Data from a Chinese phase 1/2 trial suggest that osemitamab monotherapy may yield prolonged responses in Claudin18.2-expressing pancreatic cancer.
The FDA has granted orphan drug designation to the anti-Claudin18.2 (CLDN18.2) monoclonal antibody osemitamab (TST001) for the treatment of patients with pancreatic cancer, according to a press release from Transcenta Holding Limited.1
Investigators previously presented preliminary data from a Chinese phase 1/2 trial (NCT04495296) that spotlit the anti-tumor activity of osemitamab monotherapy in CLDN18.2-low pancreatic cancer at the 2022 International Gastric Cancer Congress.
According to the data, 1 patient receiving 6 mg/kg of osemitamab once every 3 weeks who previously received treatment with chemotherapy, anti-PD1, and anti-VEGF therapies had a confirmed partial response (PR) after 12 weeks.2 Investigators also confirmed additional PRs with the recommended phase 2 dose (RP2D) in newly enrolled monotherapy cohorts including patients with gastric cancer and pancreatic cancer harboring CLDN18.2.
The most common adverse effects (AEs) in the trial included nausea, vomiting, anemia, abdominal distension, and constipation. Overall, investigators reported that osemitamab had a manageable and tolerable safety profile.

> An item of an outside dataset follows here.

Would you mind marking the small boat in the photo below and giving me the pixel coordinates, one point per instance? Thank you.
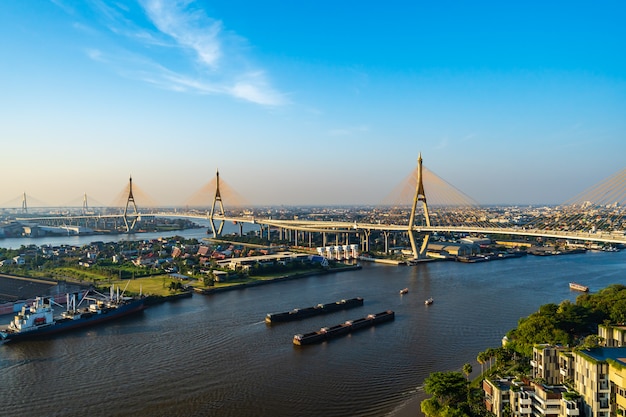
(578, 287)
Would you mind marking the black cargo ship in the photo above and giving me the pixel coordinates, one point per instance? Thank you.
(327, 333)
(302, 313)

Osemitamab also demonstrated anti-tumor activity in CLDN18.2-expressing pancreatic tumor models regardless of KRAS mutation status in preclinical studies.
“Osemitamab is currently being evaluated for the treatment of different [CLDN18.2]-positive indications,” Caroline Germa, MD, executive vice president of Global Medicine Development and chief medical officer of Transcenta, said in the press release.1 “We believe it also has the potential to be transformative for [patients with] advanced pancreatic adenocarcinoma who lack effective therapeutic options.”
The high-affinity humanized anti-CLDN18.2 monoclonal antibody targets CLDN18.2-expressing tumor cells through antibody-dependent cellular cytotoxicity and complement-dependent cytotoxicity mechanisms. The agent is manufactured with the Immune Tolerance Breaking Technology platform.
Investigators of the Chinese, open-label, multi-center phase 1/2 trial evaluated the safety, tolerability, and preliminary efficacy of osemitamab in patients with locally advanced or metastatic solid tumors.
In the initial dose escalation phase, patients received osemitamab intravenously once every 2 or 3 weeks across different dosing levels. Investigators designated 10 mg/kg intravenously every 3 weeks as the RP2D. The experimental monotherapy cohorts included patients with gastric or gastroesophageal junction (GEJ) cancers, ductal adenocarcinoma of the pancreas, or other advanced or metastatic solid tumors with CLDN18.2 expression.
The primary end points of the trial included the frequency and severity of AEs as well as determining the maximum-tolerated dose. Secondary end points included the time to maximum observed plasma concentration, immunogenicity, objective response rate, duration of response, disease control rate, and progression-free survival.
Patients 18 years or older with positive CLDN18.2 expression in tumor tissue as confirmed via immunohistochemistry were eligible for enrollment in the monotherapy dose expansion cohorts. Additional inclusion criteria included having an ECOG performance status of 1 or 0, a life expectancy of at least 3 months, and at least 1 measurable lesion per RECIST v1.1 criteria.
Patients who previously received radiotherapy or other systematic anti-tumor drug therapies within 4 weeks of initiating study treatment were not eligible for enrollment. Patients were also unsuitable for enrollment if they had previously received CLDN18.2 therapy.
The FDA previously granted orphan drug designation to osemitamab for the management of gastric and GEJ cancers in 2021.
Osemitamab is also under investigation as a monotherapy or in combination with nivolumab (Opdivo) or standard-of-care chemotherapy for various advanced and/or metastatic tumors in a United States, open-label phase 1/2a trial (NCT04396821).